Network partitions

The Berkeley DB replication implementation can be affected by network partitioning problems.

For example, consider a replication group with N members. The network partitions with the master on one side and more than N/2 of the sites on the other side. The sites on the side with the master will continue forward, and the master will continue to accept write queries for the databases. Unfortunately, the sites on the other side of the partition, realizing they no longer have a master, will hold an election. The election will succeed as there are more than N/2 of the total sites participating, and there will then be two masters for the replication group. Since both masters are potentially accepting write queries, the databases could diverge in incompatible ways.

If multiple masters are ever found to exist in a replication group, a master detecting the problem will return DB_REP_DUPMASTER. Replication Manager applications automatically handle duplicate master situations. If a Base API application sees this return, it should reconfigure itself as a client (by calling DB_ENV->rep_start()), and then call for an election (by calling DB_ENV->rep_elect()). The site that wins the election may be one of the two previous masters, or it may be another site entirely. Regardless, the winning system will bring all of the other systems into conformance.

As another example, consider a replication group with a master environment and two clients A and B, where client A may upgrade to master status and client B cannot. Then, assume client A is partitioned from the other two database environments, and it becomes out-of-date with respect to the master. Then, assume the master crashes and does not come back on-line. Subsequently, the network partition is restored, and clients A and B hold an election. As client B cannot win the election, client A will win by default, and in order to get back into sync with client B, possibly committed transactions on client B will be unrolled until the two sites can once again move forward together.

In both of these examples, there is a phase where a newly elected master brings the members of a replication group into conformance with itself so that it can start sending new information to them. This can result in the loss of information as previously committed transactions are unrolled.

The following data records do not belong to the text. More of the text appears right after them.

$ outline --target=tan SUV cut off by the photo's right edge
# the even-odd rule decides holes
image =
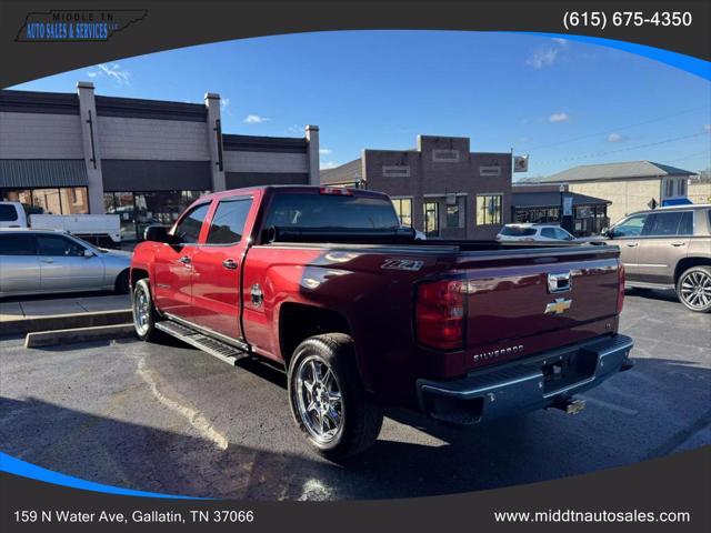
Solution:
[[[602,237],[620,247],[628,286],[673,289],[690,310],[711,312],[711,205],[640,211]]]

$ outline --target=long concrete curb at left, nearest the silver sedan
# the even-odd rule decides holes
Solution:
[[[31,319],[6,320],[0,322],[0,335],[29,333],[33,331],[126,324],[127,322],[131,322],[131,320],[132,316],[130,309],[32,316]]]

In architectures where network partitions are an issue, applications may want to implement a heartbeat protocol to minimize the consequences of a bad network partition. As long as a master is able to contact at least half of the sites in the replication group, it is impossible for there to be two masters. If the master can no longer contact a sufficient number of systems, it should reconfigure itself as a client, and hold an election. Replication Manager does not currently implement such a feature, so this technique is only available to Base API applications.

There is another tool applications can use to minimize the damage in the case of a network partition. By specifying an nsites argument to DB_ENV->rep_elect() that is larger than the actual number of database environments in the replication group, Base API applications can keep systems from declaring themselves the master unless they can talk to a large percentage of the sites in the system. For example, if there are 20 database environments in the replication group, and an argument of 30 is specified to the DB_ENV->rep_elect() method, then a system will have to be able to talk to at least 16 of the sites to declare itself the master. Replication Manager automatically maintains the number of sites in the replication group, so this technique is only available to Base API applications.

Specifying a nsites argument to DB_ENV->rep_elect() that is smaller than the actual number of database environments in the replication group has its uses as well. For example, consider a replication group with 2 environments. If they are partitioned from each other, neither of the sites could ever get enough votes to become the master. A reasonable alternative would be to specify a nsites argument of 2 to one of the systems and a nsites argument of 1 to the other. That way, one of the systems could win elections even when partitioned, while the other one could not. This would allow one of the systems to continue accepting write queries after the partition.

In a two-site group, Replication Manager by default reacts to the loss of communication with the master by observing a strict majority rule that prevents the survivor from taking over. Thus it avoids multiple masters and the need to unroll some transactions if both sites are running but cannot communicate. But it does leave the group in a read-only state until both sites are available. If application availability while one site is down is a priority and it is acceptable to risk unrolling some transactions, there is a configuration option to turn off the strict majority rule and allow the surviving client to declare itself to be master. See the DB_ENV->rep_set_config() method DB_REPMGR_CONF_2SITE_STRICT flag for more information.

Preferred master mode is another alternative for two-site Replication Manager replication groups. It allows the survivor to take over after the loss of communication with the master. When communications are restored, it always preserves the transactions from the preferred master site. See Preferred master mode for more information.

These scenarios stress the importance of good network infrastructure in Berkeley DB replicated environments. When replicating database environments over sufficiently lossy networking, the best solution may well be to pick a single master, and only hold elections when human intervention has determined the selected master is unable to recover at all.